No conozco nada más funesto que la ilustración a medias, por lo mismo que el saber mal es peor que no saber. Cuando todo se ignora no es difícil aprender algo: la inteligencia está vacía, y un buen maestro puede llenarla de ideas sanas y útiles conocimientos; en la tabla rasa del cerebro pueden grabarse enseñanzas que servirán de guía para la vida y de noble estímulo al espíritu en sus afanes por la ciencia. Pero cuando el espacio destinado a la verdad está ocupado por prejuicios que rápidas inconexas lecturas engendraron; cuando sin dirección, sin disciplina y sin método se han almacenado en la mente ideas no sazonadas por la meditación perseverante y el estudio laborioso, es casi imposible desplazar el error que tiraniza, invalida y anula las facultades del alma.

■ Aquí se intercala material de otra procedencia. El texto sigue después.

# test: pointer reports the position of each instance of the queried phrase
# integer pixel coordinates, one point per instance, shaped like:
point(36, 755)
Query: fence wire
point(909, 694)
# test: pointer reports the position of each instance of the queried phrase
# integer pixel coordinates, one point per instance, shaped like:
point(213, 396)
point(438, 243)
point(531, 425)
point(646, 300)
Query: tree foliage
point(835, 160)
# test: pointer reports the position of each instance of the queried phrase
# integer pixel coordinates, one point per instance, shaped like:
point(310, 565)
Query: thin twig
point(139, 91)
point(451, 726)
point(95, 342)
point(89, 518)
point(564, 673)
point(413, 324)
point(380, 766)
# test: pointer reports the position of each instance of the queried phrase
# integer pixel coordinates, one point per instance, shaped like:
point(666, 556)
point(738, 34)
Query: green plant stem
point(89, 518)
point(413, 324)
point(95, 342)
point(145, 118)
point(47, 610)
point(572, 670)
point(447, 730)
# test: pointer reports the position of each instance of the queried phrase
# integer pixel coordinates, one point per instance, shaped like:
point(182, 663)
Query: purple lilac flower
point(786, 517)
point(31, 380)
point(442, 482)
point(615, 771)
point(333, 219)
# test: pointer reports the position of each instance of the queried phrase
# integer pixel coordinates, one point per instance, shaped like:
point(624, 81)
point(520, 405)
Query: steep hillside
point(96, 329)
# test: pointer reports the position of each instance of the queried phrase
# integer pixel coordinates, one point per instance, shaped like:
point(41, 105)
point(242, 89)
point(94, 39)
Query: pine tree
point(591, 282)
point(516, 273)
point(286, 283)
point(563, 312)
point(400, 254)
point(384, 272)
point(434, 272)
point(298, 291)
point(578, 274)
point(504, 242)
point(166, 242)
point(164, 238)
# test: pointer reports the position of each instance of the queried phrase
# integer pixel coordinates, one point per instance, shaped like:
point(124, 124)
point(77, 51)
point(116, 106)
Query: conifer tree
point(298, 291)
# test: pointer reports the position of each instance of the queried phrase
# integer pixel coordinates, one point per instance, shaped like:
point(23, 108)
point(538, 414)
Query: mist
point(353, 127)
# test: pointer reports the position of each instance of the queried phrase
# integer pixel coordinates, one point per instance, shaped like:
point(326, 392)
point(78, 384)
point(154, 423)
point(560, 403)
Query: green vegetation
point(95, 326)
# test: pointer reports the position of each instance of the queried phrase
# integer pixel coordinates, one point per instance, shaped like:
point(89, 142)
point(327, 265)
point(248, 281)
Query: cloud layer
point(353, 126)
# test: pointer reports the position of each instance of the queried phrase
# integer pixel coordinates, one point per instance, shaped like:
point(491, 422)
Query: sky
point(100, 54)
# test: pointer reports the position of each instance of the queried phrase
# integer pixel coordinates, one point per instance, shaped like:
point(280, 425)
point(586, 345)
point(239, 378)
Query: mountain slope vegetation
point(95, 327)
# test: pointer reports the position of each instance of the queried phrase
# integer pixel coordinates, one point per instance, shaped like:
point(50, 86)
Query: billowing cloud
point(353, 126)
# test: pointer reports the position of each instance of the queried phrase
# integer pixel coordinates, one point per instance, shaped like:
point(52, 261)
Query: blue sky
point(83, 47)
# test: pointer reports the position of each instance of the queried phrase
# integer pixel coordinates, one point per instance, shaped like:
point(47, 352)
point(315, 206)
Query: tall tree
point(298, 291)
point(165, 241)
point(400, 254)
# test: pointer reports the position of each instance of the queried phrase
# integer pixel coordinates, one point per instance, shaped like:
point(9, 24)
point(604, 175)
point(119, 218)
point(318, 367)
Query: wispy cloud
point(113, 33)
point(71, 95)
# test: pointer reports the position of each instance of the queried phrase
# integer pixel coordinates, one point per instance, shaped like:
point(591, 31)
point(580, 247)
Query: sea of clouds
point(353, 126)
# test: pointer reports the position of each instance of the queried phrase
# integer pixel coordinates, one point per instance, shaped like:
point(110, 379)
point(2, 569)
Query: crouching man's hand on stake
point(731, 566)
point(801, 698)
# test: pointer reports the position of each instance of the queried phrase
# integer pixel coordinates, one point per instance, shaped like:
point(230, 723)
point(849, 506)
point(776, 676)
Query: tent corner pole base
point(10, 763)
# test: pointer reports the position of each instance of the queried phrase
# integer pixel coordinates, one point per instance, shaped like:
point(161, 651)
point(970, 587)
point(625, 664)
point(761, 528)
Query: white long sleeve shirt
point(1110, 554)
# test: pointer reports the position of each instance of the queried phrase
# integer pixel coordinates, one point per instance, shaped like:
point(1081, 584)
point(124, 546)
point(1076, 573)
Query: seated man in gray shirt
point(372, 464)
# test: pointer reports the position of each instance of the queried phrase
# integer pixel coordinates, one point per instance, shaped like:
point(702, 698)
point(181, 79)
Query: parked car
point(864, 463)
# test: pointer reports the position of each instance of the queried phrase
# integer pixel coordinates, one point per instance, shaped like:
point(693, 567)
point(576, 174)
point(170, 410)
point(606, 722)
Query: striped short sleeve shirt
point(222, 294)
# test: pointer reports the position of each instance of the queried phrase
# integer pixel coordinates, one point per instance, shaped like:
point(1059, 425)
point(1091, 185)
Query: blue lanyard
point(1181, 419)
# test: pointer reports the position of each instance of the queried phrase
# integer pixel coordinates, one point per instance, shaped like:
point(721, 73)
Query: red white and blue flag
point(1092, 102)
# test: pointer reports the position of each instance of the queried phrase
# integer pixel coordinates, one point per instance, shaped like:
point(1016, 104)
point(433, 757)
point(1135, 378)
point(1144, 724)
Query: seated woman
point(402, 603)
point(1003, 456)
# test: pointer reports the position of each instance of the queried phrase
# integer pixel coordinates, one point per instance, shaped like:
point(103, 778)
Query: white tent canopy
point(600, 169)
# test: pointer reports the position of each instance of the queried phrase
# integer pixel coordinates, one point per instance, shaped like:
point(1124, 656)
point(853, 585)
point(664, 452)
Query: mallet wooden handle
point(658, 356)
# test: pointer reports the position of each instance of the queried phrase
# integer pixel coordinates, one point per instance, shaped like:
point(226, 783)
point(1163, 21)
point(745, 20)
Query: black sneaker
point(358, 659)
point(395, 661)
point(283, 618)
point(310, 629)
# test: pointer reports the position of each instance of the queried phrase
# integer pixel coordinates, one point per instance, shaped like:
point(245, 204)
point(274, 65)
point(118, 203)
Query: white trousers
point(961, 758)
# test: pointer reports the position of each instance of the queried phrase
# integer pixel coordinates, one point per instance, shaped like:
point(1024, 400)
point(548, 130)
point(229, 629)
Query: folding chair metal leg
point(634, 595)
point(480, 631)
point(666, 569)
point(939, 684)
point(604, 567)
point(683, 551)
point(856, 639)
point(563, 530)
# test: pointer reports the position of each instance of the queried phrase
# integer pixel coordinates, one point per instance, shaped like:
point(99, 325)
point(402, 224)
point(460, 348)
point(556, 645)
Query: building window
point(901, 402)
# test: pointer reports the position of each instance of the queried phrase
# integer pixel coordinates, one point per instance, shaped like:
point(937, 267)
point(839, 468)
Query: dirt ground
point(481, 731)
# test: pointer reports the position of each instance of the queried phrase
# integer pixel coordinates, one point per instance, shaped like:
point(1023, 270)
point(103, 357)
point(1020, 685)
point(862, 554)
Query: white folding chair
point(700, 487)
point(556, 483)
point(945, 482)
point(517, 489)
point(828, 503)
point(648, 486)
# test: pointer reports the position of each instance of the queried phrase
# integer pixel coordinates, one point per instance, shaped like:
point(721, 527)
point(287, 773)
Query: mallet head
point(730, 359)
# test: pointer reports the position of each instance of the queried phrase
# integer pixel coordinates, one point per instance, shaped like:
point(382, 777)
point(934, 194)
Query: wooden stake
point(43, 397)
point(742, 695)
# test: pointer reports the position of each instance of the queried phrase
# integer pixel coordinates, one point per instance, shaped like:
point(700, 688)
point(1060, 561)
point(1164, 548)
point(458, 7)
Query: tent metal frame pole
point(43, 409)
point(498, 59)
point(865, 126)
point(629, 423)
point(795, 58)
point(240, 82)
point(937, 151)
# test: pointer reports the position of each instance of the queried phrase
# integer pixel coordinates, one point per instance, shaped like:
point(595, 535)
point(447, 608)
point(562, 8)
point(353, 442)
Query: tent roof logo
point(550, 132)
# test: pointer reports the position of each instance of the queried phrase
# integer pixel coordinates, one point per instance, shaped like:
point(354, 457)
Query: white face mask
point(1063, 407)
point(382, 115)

En tan triste situación, no son las ideas y los conceptos imágenes fieles ni veraces representaciones de los objetos cognoscibles: más bien se producen como monstruosas caricaturas y enrevesados jeroglíficos de la realidad desdeñada. Y como a la vez que el error consolida sus fáciles conquistas, la razón ejerce su poder comparando términos desfigurados por la impresión, que es la única fuente de doctrina adonde esos espíritus acuden a beber su ciencia, y el juicio lego dicta sus ligeros fallos, el caudal de desconocimientos engrosa por instantes, en ese desequilibrado funcionar de las potencias. Entonces, en el dédalo de los torcidos discursos, el hombre que ignora su ignorancia, o que percibiéndola no quiere tomarse el trabajo de vencerla, sobre todo si ella no le impide medrar y dárselas de culto, se fabrica para su comodidad y regla un dogma, aquel que cuadra mejor al desconcierto de sus falsas ideas. Se hace simplicista. Y desde el punto y hora en que tal dogma queda proclamado, aquel espíritu se aquieta y vive gozoso y satisfecho, cual si de ciencia y virtud se hubiera hartado ya su alma.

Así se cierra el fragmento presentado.